What to Do This Month
The six changes above translate into a short, concrete action list:
- Confirm your plan offers a Roth option. Call HR if you're not sure. Without it, high earners may be blocked from any catch-up contributions in 2026.
- If you're 60–63, max the super catch-up before year-end. The four-year window doesn't refill. Calendar a recurring reminder for each of the four years.
- Reassess your Roth conversion strategy. The later RMD age gives you more low-bracket years; don't waste them.
- Re-run your retirement projection. Higher contribution capacity and shifted RMD timing meaningfully change long-term tax outcomes — your plan from two years ago is probably already outdated.
Using Bullseye to Model SECURE 2.0 Changes
Most of these provisions move money between buckets and across time — exactly the kind of multi-year decision a static spreadsheet can't show you. Bullseye's retirement tax planner projects your year-by-year taxes through age 95, so you can see what each SECURE 2.0 lever does to your real-life cash flow:
- Model the Roth catch-up shift. Add the catch-up contribution as Roth and see how the immediate tax hit trades against tax-free withdrawals in your 70s and 80s.
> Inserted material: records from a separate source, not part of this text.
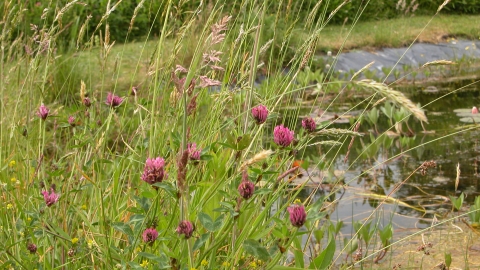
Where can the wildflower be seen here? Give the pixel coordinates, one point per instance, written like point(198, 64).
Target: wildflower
point(113, 100)
point(154, 171)
point(260, 114)
point(71, 120)
point(309, 124)
point(144, 264)
point(193, 151)
point(32, 248)
point(282, 136)
point(185, 227)
point(150, 235)
point(43, 112)
point(134, 91)
point(297, 215)
point(86, 101)
point(206, 82)
point(50, 198)
point(71, 252)
point(246, 189)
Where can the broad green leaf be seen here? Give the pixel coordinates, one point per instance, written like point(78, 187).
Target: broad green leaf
point(254, 248)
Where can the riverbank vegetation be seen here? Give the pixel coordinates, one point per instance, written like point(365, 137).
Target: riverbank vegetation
point(166, 153)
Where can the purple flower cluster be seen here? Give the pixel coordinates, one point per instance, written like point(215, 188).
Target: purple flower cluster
point(113, 100)
point(50, 197)
point(260, 113)
point(282, 136)
point(246, 189)
point(193, 151)
point(43, 112)
point(186, 228)
point(154, 171)
point(298, 215)
point(309, 124)
point(150, 235)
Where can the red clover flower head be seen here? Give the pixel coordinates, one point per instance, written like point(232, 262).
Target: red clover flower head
point(71, 120)
point(113, 100)
point(154, 171)
point(309, 124)
point(43, 112)
point(185, 227)
point(32, 248)
point(150, 235)
point(260, 113)
point(87, 102)
point(282, 136)
point(193, 151)
point(246, 189)
point(297, 215)
point(50, 198)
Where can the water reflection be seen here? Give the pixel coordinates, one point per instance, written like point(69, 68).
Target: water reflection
point(391, 161)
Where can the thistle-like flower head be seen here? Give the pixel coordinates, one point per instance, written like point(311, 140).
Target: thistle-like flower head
point(154, 171)
point(282, 136)
point(43, 112)
point(298, 216)
point(260, 113)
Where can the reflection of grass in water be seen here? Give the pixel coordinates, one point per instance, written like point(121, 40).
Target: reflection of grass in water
point(454, 238)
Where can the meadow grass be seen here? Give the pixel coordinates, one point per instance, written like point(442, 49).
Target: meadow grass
point(155, 155)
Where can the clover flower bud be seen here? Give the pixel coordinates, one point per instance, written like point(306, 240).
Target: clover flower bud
point(260, 113)
point(282, 136)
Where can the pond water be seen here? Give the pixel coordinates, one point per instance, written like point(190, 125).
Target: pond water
point(373, 174)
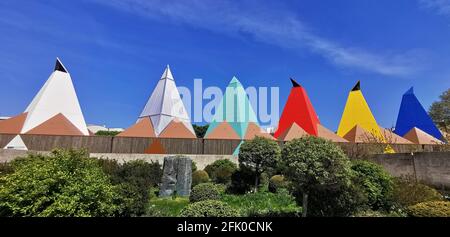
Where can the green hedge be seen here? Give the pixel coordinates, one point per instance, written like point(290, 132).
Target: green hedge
point(430, 209)
point(204, 191)
point(221, 170)
point(209, 208)
point(199, 177)
point(264, 204)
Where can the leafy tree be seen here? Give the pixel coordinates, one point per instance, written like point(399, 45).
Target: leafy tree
point(440, 111)
point(376, 184)
point(260, 154)
point(204, 191)
point(199, 177)
point(107, 133)
point(134, 178)
point(200, 130)
point(65, 183)
point(318, 167)
point(220, 171)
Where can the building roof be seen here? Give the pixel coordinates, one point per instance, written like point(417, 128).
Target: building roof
point(357, 112)
point(412, 114)
point(298, 109)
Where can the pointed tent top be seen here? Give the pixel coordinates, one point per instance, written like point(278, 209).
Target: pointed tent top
point(410, 91)
point(294, 83)
point(167, 74)
point(234, 82)
point(59, 66)
point(357, 87)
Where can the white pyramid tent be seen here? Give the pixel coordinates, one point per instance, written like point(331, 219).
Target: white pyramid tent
point(16, 143)
point(57, 96)
point(165, 105)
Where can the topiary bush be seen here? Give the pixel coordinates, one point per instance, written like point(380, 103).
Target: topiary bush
point(277, 182)
point(259, 155)
point(377, 185)
point(242, 181)
point(408, 192)
point(430, 209)
point(264, 204)
point(135, 178)
point(220, 171)
point(66, 183)
point(5, 168)
point(198, 177)
point(209, 208)
point(205, 191)
point(322, 176)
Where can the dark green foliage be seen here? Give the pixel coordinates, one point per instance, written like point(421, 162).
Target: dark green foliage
point(198, 177)
point(5, 168)
point(277, 183)
point(440, 111)
point(260, 155)
point(376, 184)
point(263, 204)
point(107, 133)
point(136, 177)
point(204, 191)
point(220, 171)
point(339, 200)
point(242, 181)
point(64, 183)
point(194, 166)
point(430, 209)
point(209, 208)
point(320, 169)
point(200, 131)
point(408, 192)
point(166, 207)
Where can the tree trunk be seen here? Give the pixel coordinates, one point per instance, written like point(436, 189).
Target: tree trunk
point(256, 182)
point(305, 204)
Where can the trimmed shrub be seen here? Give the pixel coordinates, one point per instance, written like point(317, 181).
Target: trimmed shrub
point(66, 183)
point(322, 175)
point(209, 208)
point(198, 177)
point(107, 133)
point(194, 166)
point(205, 191)
point(166, 207)
point(277, 182)
point(221, 170)
point(430, 209)
point(376, 184)
point(5, 169)
point(242, 181)
point(264, 204)
point(408, 192)
point(139, 174)
point(260, 155)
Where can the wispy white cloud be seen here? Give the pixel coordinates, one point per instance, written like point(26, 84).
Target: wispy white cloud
point(274, 25)
point(440, 6)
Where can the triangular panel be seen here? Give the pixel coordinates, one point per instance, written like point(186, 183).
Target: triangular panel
point(57, 96)
point(412, 114)
point(299, 110)
point(357, 112)
point(16, 144)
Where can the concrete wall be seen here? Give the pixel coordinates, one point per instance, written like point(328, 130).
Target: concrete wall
point(201, 161)
point(432, 168)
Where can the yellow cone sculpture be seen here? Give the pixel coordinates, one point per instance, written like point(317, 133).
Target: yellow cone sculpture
point(357, 113)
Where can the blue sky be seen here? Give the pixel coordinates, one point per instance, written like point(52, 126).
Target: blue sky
point(116, 50)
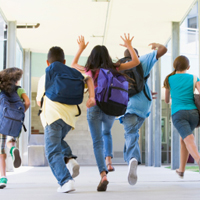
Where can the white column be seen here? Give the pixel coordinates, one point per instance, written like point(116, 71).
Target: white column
point(175, 141)
point(149, 130)
point(11, 47)
point(158, 109)
point(24, 138)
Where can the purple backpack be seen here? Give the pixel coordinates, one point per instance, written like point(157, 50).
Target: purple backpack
point(112, 92)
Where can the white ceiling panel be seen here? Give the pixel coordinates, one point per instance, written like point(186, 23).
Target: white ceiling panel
point(62, 21)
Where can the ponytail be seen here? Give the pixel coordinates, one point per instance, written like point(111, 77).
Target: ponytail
point(166, 81)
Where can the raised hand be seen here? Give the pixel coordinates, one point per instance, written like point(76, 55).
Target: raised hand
point(81, 42)
point(127, 40)
point(91, 102)
point(154, 45)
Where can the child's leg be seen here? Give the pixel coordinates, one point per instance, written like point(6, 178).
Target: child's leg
point(3, 179)
point(107, 138)
point(184, 156)
point(191, 147)
point(53, 136)
point(3, 165)
point(3, 155)
point(69, 158)
point(11, 144)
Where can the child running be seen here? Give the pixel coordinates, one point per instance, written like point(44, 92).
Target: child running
point(184, 112)
point(9, 79)
point(100, 123)
point(58, 119)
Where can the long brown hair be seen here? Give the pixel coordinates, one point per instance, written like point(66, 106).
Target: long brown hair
point(181, 63)
point(9, 78)
point(100, 58)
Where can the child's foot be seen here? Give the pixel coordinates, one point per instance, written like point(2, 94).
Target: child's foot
point(67, 187)
point(132, 171)
point(103, 184)
point(15, 157)
point(73, 167)
point(110, 167)
point(3, 182)
point(181, 174)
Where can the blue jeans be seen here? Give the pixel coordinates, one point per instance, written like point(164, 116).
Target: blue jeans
point(185, 121)
point(56, 149)
point(132, 124)
point(100, 128)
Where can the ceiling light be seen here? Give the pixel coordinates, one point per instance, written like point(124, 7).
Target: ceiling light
point(101, 0)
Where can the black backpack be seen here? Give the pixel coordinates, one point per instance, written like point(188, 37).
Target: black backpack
point(137, 80)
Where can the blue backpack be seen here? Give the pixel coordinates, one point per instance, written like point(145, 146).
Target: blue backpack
point(11, 114)
point(111, 93)
point(64, 84)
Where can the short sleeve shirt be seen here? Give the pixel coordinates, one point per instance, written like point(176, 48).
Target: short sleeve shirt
point(139, 104)
point(181, 91)
point(52, 111)
point(21, 91)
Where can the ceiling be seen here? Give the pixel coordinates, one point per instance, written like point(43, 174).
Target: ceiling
point(62, 21)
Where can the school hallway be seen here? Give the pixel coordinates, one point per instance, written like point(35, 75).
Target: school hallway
point(38, 183)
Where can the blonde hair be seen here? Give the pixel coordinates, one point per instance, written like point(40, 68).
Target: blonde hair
point(181, 63)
- Project the super catch-up window. If you're 58–63, run four years of $11,250 super catch-ups and compare end-of-life balances against the standard catch-up baseline.
- Test conversion timing under the new RMD age. Use the Scenarios feature to compare aggressive vs. measured Roth conversion paths between retirement and your new RMD age.
- Stress-test IRMAA exposure. SECURE 2.0's extra conversion window can also push you over IRMAA Medicare brackets if you convert too aggressively. Bullseye flags the Medicare premium impact year-by-year.
Bottom Line
SECURE 2.0 isn't a single switch — it's a set of nudges that, together, change how much you can save, when you have to withdraw, and which account types your dollars land in. The Roth catch-up rule and the super catch-up window are the two that demand action this year. Confirm your plan supports them, update your retirement projection, and treat the extra Roth-conversion runway as the planning gift it is.